The Fitbit Charge will be released on 17 November, but the Charge HR won't be around until "early 2015."
The Fitbit Surge (£200) is being touted as a “fitness super watch” with GPS and continuous heart rate monitoring both included.
There are a total of eight sensors built into the watch, and it’s designed for multiple sports, rather than just running and cycling like the majority of its competitors.
The watch features a backlit LCD touchscreen display, and Fitbit reckons the battery will last seven days on a single charge – something we can’t wait to test out.
The Fitbit Surge is set to be released in early 2015.
What it means
Fitbit’s new line up shows that it’s serious about fitness tech, and the Charge HR and Surge will certainly appeal to serious amateur athletes, training for marathons and 10K events.

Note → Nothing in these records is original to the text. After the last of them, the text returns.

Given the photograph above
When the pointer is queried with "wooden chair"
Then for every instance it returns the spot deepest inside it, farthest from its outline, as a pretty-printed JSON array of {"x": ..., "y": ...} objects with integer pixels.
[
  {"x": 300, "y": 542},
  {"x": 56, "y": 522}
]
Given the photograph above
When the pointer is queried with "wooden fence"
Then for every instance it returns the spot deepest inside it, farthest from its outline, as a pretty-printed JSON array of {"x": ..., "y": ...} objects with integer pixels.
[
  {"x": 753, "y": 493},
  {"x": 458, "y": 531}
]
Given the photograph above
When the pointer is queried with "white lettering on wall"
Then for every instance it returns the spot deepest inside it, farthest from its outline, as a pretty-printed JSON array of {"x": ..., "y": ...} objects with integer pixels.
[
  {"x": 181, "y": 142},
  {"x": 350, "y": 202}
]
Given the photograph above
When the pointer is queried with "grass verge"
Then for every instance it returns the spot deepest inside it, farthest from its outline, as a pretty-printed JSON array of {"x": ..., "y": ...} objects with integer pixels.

Continuous heart rate tech has been expensive, uncomfortable to wear and often inaccurate so far, so if Fitbit can get this technology right, it can become a serious competitor to the likes of Garmin and Polar – and the company's product line is certainly growing in diversity:
“Our mission has always been to deliver innovation through exceptional, wearable design in a way that empowers consumers with greater knowledge of their overall health,” said James Park, CEO and Co-Founder of Fitbit.
“That being said, we understand that everyone’s approach to fitness is different. With the addition of these new products, Fitbit offers the widest variety of trackers - at affordable prices across all mobile platforms - ensuring that everyone can find the right fit for their lifestyle and their goals.”